How do you select a docker image instead of a package at release deploy?

Above is a screenshot from your public demo server. How did you configure it to use an image from the feed instead of a package? I’m examining the project setup and I for the life of me don’t know how you got it to go from selecting a package to using a docker feed’s image. On my server, using v 2018.9.15 I don’t seemingly have that option. Would it be possible to have the steps outlined for me so that I could follow them?

Thanks.

Hi @Zoren_Manteuffel

Thanks for getting in touch!

It’s hard to determine exactly what is going on here, however I primary suspect is that your docker images have naming that doesn’t conform to SemVer 2.0. We do have a project underway to relax the SemVer requirement for docker feeds (as Docker doesn’t require SemVer) however this will take a while as the reliance on SemVer is baked in quite deeply into Octopus.

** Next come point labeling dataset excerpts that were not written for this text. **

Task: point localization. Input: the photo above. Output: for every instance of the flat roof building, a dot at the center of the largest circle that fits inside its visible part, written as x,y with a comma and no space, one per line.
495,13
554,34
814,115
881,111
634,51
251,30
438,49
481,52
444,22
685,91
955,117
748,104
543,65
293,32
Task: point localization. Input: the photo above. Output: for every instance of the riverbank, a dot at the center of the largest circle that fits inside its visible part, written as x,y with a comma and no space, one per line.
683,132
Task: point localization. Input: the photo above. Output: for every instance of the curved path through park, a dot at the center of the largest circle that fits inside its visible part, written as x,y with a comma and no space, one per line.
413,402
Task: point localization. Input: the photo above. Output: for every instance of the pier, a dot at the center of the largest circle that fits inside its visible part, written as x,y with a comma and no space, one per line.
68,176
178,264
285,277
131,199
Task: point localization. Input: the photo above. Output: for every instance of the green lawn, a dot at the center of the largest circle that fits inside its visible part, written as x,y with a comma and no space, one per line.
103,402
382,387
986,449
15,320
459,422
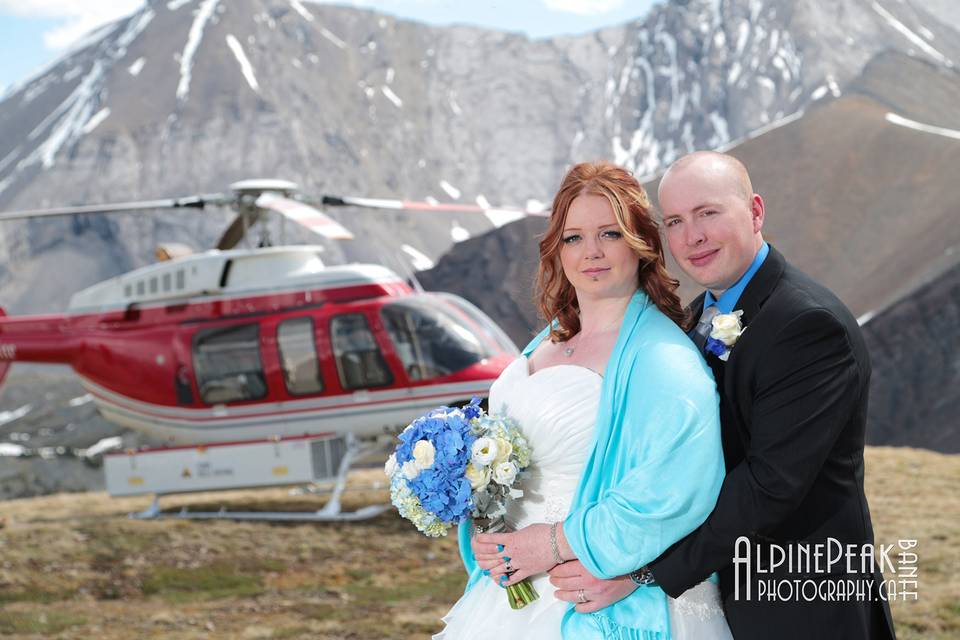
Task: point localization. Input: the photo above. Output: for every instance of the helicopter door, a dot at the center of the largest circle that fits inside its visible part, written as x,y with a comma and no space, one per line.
430,339
360,362
228,365
298,356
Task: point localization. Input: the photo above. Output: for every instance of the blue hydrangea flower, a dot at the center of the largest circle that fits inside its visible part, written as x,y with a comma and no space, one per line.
714,346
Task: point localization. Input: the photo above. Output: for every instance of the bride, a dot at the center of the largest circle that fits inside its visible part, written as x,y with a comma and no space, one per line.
621,413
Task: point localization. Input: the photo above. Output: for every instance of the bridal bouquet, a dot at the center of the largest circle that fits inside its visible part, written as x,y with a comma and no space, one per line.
455,463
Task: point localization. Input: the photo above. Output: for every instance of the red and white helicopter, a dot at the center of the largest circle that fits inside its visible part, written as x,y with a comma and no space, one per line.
242,357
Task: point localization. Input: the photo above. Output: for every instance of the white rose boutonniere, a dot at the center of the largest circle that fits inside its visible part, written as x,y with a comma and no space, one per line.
725,333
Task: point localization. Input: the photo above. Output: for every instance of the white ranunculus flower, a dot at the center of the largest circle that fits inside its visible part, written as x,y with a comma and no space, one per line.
505,473
410,469
390,467
726,327
504,449
479,477
423,453
484,451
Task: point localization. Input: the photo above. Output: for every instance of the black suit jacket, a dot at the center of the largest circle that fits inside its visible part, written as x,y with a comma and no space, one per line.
793,403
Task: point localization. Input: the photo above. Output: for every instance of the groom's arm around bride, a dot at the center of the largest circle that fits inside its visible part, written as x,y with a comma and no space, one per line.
793,393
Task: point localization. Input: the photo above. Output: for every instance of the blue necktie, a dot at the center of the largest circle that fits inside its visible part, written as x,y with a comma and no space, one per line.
702,330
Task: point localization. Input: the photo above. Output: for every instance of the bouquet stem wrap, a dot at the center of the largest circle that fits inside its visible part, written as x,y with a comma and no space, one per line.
518,595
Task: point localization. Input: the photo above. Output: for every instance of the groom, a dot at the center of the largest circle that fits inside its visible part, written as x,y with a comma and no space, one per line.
793,404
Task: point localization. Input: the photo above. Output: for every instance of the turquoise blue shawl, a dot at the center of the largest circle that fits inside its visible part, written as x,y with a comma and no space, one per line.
653,473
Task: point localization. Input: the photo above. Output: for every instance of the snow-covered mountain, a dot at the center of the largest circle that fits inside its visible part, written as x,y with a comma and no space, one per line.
186,96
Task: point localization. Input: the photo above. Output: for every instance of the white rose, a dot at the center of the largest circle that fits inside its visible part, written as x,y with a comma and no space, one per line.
726,327
505,473
423,453
410,469
390,467
504,449
479,477
484,451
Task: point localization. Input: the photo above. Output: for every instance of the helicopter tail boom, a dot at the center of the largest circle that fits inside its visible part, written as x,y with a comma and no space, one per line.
41,338
4,365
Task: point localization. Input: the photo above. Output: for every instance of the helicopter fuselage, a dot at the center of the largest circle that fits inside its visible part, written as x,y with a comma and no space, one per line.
247,344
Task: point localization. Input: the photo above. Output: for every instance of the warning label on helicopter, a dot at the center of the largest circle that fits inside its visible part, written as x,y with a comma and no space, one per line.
214,467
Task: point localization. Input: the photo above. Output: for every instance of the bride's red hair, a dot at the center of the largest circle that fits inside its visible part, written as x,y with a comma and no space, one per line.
557,299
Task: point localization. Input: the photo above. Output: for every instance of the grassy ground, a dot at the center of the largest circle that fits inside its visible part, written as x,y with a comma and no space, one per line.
73,566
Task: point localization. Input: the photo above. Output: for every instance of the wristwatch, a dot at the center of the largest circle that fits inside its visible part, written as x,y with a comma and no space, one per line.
642,577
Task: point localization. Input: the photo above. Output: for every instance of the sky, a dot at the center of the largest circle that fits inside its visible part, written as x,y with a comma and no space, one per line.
35,32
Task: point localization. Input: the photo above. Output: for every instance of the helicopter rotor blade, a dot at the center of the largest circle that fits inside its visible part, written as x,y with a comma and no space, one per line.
414,205
233,234
304,215
192,202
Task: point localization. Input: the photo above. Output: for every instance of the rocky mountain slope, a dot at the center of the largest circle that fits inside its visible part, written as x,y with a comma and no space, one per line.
185,97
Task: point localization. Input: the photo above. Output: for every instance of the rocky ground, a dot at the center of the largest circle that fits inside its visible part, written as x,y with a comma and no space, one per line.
74,566
44,410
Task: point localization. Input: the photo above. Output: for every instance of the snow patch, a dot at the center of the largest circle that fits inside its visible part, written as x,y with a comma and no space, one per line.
95,121
193,43
81,400
9,416
10,450
451,190
776,124
391,96
9,158
340,44
893,118
302,10
245,65
454,105
458,233
420,261
919,42
102,446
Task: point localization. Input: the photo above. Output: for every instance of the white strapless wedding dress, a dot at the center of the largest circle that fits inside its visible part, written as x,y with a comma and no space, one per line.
557,407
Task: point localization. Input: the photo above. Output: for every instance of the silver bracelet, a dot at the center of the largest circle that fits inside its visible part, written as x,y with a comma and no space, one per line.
553,543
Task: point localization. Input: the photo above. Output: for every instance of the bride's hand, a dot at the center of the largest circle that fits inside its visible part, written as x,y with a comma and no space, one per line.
526,552
575,584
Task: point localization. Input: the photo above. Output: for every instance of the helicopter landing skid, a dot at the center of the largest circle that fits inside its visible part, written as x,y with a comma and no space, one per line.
331,512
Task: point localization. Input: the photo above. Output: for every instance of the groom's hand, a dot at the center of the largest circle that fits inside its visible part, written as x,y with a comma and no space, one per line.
570,577
520,554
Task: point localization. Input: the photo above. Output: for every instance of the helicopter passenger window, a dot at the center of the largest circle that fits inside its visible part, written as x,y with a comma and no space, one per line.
430,339
360,363
298,356
227,364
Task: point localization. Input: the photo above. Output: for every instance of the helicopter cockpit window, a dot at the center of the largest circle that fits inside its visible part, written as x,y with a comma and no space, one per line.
298,356
360,363
227,363
430,339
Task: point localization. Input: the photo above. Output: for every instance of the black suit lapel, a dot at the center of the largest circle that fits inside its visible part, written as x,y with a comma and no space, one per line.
760,286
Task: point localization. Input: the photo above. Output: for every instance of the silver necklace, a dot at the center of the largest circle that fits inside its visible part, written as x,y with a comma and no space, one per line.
568,351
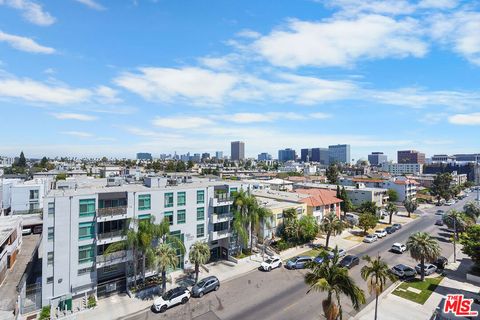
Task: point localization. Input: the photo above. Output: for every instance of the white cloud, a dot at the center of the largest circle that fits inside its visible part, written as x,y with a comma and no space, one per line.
24,44
181,122
31,11
74,116
34,91
79,134
92,4
460,31
341,42
470,119
107,95
198,85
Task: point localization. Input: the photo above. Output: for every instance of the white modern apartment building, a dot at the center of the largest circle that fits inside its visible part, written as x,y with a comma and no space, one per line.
82,222
398,169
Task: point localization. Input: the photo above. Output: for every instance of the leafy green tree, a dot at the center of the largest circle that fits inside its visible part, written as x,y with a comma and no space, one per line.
471,243
423,248
166,258
333,279
367,221
410,206
307,228
392,195
368,207
391,208
332,174
376,272
199,254
441,186
331,225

If you can confirm your naming convention and let me know if that isn’t the cause of the problem that would be greatly appreciated.

Regards,
Alex

Hi Alex!

You’re correct. Our images are either tagged “latest” (as we want them to be for the master branch), or we assign a ticket #like DEV-12345 as the image tag.

Can you give me an example of how any image SHOULD look, in both name and tag?

Hi Zoren,

Naming strategies can be difficult, as it mostly depends on your deployment process and goals. One possible solution here would to use a naming strategy in concert with channels e.g

[applicationname].1.0.0-dev.12345
[applicationname].1.1.0-production

This lets you define channel rules around the -xxxxx tag so that only images with the -production post fix can go through to the production environment. If desired you could also use Production as a prefix (e.g. Production- [applicationname].1.0.0-dev.12345) so you can tag any release that you want to go through to your production environment.

As I mentioned at the start, this will very much come down to how you want to move packages through your Octopus Lifecycle (or lifecycles) so I can only give general advise. You might also want to look into branches as well, although I’m not 100% it’s relevant in this case.

I hope that helps, if there is anything else I can help with please let me know,

Regards,
Alex

[applicationname].1.0.0-dev.12345
[applicationname].1.1.0-production

So you recommend that the image inside the container repo be named in a similar manner? I’m just trying to make sense of the naming convention.

We just use [applicationname] as our image names.

Sorry, I’m still a bit confused on this subject.

Hi Zoren,

We follow SemVer 2.0, so yes, that is what we recommend (and currently require) for our packages. What it really breaks down to is to following structure
[appname] . [major version] . [minor version] . [patch] - [optional metadata]

The SemVer page has a pretty good description as what they mean by major/minor/patch, but that’s all around application API’s and so doesn’t really apply here. Unfortunately you’ll need to make your own way with versioning numbers for a bit here.

We are looking at allowing arbitrary names for Docker feeds, however for now this code is baked quite deeply into Octopus so it’s going to us some time to remove this requirement.

One thing to watch out for here is that the metadata (anything after the -) doesn’t count as part of package versioning. So if you have AppName.1.0.0-dev12345 and AppName.1.0.0-dev45678 they will evaluate as the same version in Octopus.

Hopefully that helps,

Regards,
Alex

Thank you, Alex. This has been most informative. I’ll work with the team on this and see what we can do about this on my end.